Per questo SC ha lavorato e votera' favorevolmente la mozione presentata con la maggioranza e invita anche le opposizioni a votarla, anche con differenze di linguaggio, ma non negli impegni per il Governo e per una chiara scelta di campo a favore del popolo siriano e contro escalation unilaterali della guerra. Per una soluzione politica del conflitto siriano. Per questo il Governo e' impegnato a un ruolo pro-attivo per integrare gli attuali organismi rappresentativi all'estero dell'opposizione siriana on le forze democratiche di opposizione a rive all'interno e all'esterno del Paese e che costituisco la strada non utilizzata per la pace, una grande chance.

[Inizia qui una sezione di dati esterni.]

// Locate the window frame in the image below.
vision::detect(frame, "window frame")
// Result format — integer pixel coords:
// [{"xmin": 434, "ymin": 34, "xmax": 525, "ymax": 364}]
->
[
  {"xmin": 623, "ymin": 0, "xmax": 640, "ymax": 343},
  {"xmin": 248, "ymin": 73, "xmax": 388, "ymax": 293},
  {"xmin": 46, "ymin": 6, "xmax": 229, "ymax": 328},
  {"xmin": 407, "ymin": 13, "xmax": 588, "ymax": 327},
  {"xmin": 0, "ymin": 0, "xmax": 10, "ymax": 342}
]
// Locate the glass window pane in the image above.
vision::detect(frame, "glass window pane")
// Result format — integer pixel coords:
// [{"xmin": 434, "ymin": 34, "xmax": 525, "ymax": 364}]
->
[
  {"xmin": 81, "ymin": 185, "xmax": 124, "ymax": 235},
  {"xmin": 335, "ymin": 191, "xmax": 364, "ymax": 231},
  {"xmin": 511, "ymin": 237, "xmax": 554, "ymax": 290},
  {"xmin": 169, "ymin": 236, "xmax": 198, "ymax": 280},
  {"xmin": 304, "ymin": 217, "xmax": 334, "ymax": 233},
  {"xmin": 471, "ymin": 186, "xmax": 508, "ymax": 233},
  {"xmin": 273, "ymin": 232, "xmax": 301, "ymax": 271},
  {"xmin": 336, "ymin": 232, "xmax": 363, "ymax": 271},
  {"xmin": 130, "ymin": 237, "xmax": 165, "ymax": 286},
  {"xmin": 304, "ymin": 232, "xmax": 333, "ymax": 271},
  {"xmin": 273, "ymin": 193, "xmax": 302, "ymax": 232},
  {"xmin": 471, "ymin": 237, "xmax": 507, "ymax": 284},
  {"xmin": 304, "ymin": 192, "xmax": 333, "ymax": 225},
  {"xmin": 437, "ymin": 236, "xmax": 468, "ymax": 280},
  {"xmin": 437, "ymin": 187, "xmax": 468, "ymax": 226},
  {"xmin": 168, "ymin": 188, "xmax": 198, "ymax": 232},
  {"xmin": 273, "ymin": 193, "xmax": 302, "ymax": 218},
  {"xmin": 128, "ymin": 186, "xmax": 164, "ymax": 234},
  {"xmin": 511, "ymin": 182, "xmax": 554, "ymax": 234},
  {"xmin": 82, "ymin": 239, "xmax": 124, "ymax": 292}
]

La pace, anche al termine di conflitti terribili, si raggiunge con il dialogo,  quando smette il rumore delle armi – come ha ricordato anche Papa Francesco -  e  “ la guerra segna sempre il fallimento della pace, e “e' sempre una sconfitta per l'umanità” e che occorre delegittimare la guerra promuovendo al più presto la via di un nuovo negoziato politico, reso piu' urgente e necessario proprio dall’accresciuto uso di armi sempre più terribili e letali, fino a un cessate il fuoco regionale che coinvolga subito le componenti del Free Syrian Army disponibili ad accettarlo e il governo siriano, e un ampio coinvolgimento della Coalition Syrienne e dei maggiori soggetti che si sono impegnati per una transizione democratica, anche esterni all’attuale Coalition Syrienne, perché l’intera società siriana sia coinvolta nella transizione e nella riconciliazione nazionale.
La pace in Siria può' cominciare anche con la decisione di oggi. Noi lavoreremo, con il governo italiano, con l'Europa, con tutti i paesi coinvolti nel conflitto siriano, con la societa' e il popolo siriani, per questo.  Lo dobbiamo alle vittime, anche a quelle delle armi chimiche.